Performance and complexity of force-directed graph layouts?

Question

I have a graph of several thousand nodes and edges and I notice that the performance of Cytoscape.js with force-directed JavaScript layout algorithms (cose and cola) is lacking.

I wonder if I should invest time to look for other libraries or algorithms or if the complexity of those algorithms is too high in general. In a naive algorithm, I guess that every node has to be compared to every other one, so there should be a quadratic complexity, but with clever filtering on data with low connectivity I could imagine good approximations (I don't need mathematically perfect results, just something intuitive for the users).

My goal is to layout a graph in under 10 seconds on a typical user machine.

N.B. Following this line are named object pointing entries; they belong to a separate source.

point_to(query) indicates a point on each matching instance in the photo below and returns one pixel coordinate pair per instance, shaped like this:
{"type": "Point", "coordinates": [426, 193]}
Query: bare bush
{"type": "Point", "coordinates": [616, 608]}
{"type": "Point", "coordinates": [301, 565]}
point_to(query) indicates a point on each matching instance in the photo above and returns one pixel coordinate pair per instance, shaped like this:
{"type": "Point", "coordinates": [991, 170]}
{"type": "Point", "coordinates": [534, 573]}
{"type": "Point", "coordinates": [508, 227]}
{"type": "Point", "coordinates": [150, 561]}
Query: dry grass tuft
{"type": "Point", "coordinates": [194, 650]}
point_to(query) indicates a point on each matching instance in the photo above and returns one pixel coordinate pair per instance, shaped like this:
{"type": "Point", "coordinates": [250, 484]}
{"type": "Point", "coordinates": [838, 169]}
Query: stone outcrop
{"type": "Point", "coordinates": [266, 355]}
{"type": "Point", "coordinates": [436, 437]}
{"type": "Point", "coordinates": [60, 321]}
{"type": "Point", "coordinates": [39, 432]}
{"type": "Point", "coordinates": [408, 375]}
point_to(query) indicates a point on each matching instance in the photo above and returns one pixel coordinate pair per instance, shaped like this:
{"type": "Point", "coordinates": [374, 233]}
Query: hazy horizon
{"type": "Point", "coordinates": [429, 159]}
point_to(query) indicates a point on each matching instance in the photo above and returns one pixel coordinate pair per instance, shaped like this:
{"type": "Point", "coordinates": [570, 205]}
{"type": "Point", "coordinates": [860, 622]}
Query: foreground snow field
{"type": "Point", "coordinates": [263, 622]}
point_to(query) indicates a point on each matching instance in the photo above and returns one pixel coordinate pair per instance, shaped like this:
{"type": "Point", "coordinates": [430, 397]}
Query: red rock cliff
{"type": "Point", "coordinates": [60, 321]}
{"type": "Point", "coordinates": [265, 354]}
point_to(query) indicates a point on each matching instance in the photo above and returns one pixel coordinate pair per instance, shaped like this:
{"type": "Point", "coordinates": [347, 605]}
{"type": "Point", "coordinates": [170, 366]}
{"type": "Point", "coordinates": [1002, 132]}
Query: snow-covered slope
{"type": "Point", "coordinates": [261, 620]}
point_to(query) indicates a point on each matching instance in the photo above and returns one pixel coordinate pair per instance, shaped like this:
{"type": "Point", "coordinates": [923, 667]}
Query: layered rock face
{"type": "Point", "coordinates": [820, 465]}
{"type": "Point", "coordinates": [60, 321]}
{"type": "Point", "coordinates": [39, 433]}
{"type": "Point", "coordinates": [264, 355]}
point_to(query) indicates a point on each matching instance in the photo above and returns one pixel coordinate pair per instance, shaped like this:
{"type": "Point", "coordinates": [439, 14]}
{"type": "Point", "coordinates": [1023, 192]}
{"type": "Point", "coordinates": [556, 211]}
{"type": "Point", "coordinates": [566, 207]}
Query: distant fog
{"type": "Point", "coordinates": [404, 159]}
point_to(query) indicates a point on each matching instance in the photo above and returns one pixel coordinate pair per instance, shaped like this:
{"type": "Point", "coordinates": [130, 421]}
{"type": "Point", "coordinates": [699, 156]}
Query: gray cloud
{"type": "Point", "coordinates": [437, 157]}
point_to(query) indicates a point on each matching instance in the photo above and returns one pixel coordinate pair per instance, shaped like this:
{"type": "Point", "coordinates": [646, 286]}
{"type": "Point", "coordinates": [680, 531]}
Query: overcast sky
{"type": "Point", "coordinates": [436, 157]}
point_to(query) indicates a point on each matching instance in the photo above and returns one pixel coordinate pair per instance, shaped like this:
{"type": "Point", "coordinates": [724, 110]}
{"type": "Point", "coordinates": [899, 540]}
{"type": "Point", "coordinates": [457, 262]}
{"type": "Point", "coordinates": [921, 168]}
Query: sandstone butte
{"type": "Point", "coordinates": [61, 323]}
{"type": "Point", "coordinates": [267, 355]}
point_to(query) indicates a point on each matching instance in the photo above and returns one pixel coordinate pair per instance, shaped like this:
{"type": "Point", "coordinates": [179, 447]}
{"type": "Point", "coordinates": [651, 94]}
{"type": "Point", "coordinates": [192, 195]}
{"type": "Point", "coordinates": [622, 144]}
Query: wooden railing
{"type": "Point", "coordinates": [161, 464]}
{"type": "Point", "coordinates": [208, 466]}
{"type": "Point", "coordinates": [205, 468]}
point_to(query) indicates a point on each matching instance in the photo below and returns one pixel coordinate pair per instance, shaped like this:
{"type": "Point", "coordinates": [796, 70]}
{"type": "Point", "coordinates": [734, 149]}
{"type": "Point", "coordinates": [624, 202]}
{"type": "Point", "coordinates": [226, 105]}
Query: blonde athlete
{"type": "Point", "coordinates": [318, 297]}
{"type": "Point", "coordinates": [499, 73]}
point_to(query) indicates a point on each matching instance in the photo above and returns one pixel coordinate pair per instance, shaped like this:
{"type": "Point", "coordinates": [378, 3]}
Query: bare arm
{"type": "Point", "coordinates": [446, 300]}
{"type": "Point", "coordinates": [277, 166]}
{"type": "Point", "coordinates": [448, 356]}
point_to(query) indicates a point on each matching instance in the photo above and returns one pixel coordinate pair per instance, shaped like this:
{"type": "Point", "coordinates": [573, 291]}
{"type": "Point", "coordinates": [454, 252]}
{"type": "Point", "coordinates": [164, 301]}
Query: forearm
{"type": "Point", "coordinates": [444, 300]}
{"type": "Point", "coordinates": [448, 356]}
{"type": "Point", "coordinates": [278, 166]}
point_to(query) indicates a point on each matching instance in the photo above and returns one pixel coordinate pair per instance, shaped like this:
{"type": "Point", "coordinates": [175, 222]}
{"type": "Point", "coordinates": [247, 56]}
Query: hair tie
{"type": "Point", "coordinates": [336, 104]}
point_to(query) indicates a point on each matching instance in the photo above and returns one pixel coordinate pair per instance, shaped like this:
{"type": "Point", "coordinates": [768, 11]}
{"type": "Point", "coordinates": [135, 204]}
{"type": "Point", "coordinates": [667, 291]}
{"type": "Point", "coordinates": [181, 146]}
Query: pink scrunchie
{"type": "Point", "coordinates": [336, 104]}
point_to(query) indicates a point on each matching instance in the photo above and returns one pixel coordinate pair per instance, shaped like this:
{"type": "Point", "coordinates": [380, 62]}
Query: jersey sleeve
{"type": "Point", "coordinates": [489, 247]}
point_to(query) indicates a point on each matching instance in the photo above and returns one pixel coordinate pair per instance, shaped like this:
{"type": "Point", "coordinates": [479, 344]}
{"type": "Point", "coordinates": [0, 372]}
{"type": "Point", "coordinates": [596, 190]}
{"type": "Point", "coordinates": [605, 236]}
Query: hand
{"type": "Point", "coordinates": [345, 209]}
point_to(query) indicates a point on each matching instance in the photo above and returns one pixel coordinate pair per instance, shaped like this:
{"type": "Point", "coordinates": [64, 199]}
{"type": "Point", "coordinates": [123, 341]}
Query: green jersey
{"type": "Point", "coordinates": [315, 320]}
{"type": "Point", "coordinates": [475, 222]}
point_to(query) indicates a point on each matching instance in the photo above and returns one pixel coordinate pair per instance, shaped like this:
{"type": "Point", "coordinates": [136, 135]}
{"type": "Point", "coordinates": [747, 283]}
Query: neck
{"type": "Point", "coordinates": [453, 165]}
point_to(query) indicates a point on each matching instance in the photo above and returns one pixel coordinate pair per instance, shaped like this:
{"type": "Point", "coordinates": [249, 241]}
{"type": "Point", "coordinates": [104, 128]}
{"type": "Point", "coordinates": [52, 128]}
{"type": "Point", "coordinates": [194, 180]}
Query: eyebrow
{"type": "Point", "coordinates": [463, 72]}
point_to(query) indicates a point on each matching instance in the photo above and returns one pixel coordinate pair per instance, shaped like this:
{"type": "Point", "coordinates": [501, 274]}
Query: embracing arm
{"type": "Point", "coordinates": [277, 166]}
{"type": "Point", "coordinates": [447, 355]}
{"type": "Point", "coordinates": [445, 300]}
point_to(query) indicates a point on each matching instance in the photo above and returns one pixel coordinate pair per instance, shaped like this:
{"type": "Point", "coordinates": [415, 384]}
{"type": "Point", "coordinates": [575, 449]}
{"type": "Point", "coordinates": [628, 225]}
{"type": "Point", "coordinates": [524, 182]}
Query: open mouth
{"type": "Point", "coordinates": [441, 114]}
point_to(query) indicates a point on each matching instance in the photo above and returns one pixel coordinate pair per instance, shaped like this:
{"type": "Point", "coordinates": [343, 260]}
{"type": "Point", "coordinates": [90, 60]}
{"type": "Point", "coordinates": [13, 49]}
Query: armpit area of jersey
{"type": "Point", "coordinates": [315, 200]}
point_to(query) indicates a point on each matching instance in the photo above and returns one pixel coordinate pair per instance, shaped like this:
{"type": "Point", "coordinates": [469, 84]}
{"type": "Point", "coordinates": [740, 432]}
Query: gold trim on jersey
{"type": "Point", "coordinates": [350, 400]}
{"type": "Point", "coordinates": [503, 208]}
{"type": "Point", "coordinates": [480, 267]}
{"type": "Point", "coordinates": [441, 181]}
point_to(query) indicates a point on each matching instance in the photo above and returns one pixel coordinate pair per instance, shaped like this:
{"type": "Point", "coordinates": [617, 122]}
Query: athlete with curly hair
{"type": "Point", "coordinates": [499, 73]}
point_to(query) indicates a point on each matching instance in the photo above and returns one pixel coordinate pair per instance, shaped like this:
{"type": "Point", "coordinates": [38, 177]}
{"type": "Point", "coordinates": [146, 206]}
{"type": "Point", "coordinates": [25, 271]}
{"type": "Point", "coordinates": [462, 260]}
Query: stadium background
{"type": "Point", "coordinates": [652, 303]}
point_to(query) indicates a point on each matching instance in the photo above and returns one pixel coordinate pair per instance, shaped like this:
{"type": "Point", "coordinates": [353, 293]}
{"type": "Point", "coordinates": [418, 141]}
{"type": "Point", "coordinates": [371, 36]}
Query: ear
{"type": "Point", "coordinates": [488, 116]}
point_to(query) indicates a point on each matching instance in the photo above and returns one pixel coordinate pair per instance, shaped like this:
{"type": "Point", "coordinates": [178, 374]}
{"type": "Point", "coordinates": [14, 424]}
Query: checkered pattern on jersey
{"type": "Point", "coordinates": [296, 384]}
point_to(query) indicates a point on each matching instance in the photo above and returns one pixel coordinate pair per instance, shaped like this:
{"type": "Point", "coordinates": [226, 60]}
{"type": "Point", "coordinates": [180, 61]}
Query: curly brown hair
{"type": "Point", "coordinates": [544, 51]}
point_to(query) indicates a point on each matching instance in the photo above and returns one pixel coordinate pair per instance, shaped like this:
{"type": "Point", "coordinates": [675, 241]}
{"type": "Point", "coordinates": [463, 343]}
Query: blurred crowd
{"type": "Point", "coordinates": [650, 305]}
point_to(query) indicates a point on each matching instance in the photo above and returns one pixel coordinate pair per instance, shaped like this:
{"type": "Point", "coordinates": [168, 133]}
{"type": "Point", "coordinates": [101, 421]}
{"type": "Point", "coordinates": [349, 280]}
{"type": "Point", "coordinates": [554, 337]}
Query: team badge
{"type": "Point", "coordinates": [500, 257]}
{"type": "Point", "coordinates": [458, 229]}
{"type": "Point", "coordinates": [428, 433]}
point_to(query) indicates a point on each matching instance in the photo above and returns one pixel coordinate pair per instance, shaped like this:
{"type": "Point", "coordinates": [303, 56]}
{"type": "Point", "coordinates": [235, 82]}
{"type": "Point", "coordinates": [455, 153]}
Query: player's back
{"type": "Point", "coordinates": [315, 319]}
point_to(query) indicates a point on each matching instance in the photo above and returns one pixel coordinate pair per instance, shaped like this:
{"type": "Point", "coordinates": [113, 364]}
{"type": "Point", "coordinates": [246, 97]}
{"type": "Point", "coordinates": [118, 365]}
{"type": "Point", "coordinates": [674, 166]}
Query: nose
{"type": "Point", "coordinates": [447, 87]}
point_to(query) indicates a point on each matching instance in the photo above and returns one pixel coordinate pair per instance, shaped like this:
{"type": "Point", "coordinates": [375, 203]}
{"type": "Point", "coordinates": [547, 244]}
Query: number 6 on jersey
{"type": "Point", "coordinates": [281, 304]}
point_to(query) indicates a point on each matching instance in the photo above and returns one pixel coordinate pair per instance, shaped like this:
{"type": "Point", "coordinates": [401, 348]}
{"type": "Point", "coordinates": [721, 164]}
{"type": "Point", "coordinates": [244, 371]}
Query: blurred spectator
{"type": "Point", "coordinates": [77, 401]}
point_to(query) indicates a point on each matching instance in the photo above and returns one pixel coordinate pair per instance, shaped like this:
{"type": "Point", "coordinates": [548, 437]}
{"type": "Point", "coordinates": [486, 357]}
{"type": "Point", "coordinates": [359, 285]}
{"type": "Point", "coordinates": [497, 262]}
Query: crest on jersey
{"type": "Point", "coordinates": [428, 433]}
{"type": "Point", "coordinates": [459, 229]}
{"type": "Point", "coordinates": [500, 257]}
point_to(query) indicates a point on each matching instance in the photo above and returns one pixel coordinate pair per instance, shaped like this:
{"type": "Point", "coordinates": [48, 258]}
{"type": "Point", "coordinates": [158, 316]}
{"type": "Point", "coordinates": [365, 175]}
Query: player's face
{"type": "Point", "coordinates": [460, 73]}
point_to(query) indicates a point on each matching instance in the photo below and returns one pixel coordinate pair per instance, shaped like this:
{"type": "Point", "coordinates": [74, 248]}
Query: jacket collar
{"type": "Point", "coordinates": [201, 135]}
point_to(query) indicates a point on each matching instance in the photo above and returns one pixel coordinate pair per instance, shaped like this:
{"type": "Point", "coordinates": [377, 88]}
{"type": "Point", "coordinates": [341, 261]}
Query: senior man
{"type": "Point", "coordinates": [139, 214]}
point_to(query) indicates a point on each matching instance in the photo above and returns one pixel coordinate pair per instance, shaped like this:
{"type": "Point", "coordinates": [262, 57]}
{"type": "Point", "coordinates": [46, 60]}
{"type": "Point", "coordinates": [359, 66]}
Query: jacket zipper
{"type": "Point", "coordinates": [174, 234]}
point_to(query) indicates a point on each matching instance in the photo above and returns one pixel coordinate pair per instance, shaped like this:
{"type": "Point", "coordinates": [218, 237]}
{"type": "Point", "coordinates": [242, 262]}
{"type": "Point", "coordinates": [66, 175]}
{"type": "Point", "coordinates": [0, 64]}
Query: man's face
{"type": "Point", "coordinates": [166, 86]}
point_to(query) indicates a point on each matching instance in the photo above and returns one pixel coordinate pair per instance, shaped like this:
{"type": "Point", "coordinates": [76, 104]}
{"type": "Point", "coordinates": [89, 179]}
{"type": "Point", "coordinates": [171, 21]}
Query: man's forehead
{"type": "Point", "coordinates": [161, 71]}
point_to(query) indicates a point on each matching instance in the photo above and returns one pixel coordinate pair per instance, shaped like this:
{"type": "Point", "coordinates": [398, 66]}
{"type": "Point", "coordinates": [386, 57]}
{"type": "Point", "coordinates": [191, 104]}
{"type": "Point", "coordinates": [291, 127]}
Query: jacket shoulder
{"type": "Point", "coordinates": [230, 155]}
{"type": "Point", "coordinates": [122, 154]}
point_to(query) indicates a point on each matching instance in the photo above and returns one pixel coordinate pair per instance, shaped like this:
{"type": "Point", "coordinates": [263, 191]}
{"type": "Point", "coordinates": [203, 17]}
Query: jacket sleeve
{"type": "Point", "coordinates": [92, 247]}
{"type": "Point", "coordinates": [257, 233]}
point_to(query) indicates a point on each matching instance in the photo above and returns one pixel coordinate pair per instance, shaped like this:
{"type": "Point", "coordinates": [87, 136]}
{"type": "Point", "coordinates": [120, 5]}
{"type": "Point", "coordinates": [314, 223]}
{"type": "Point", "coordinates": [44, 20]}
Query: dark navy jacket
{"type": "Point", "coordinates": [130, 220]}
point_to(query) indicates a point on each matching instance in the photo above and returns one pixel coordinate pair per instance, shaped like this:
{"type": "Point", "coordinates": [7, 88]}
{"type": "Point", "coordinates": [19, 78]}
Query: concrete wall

Publications I found (Google Scholar for "force directed complexity"):

• A fast adaptive layout algorithm for undirected graphs (1995) estimates O(|V|^3)
• The Galois Complexity of Graph Drawing: Why Numerical Solutions Are Ubiquitous for Force-Directed, Spectral, and Circle Packing Drawings says it's difficult to compute precisely (?, I'm not a graph theorist)
• A Multi-dimensional Approach to Force-Directed Layouts of Large Graphs "produces drawings in two, three, and higher dimensions in sub-quadratic time and space", I will try to find a JavaScript implementation of that one.

Answer 1

For the layout algorithm that uses attractive forces between adjacent nodes and repulsive forces between all nodes, you could use a Barnes--Hut style approximation for the repulsive forces that result from faraway nodes. Only a brief sketch here because B--H is a common school assignment, and there should be plenty of tutorial materials on it. The basic idea is, at each step, perform a recursive quad-tree dissection of the input nodes, counting the number of nodes in each subdivision. Then, to approximate the force on a particular node, traverse the tree recursively. If we arrive at a subdivision that is far from that node, then calculate the repulsive force as if every node in the subdivision lies at the center (or precompute the mean, whatever seems to work).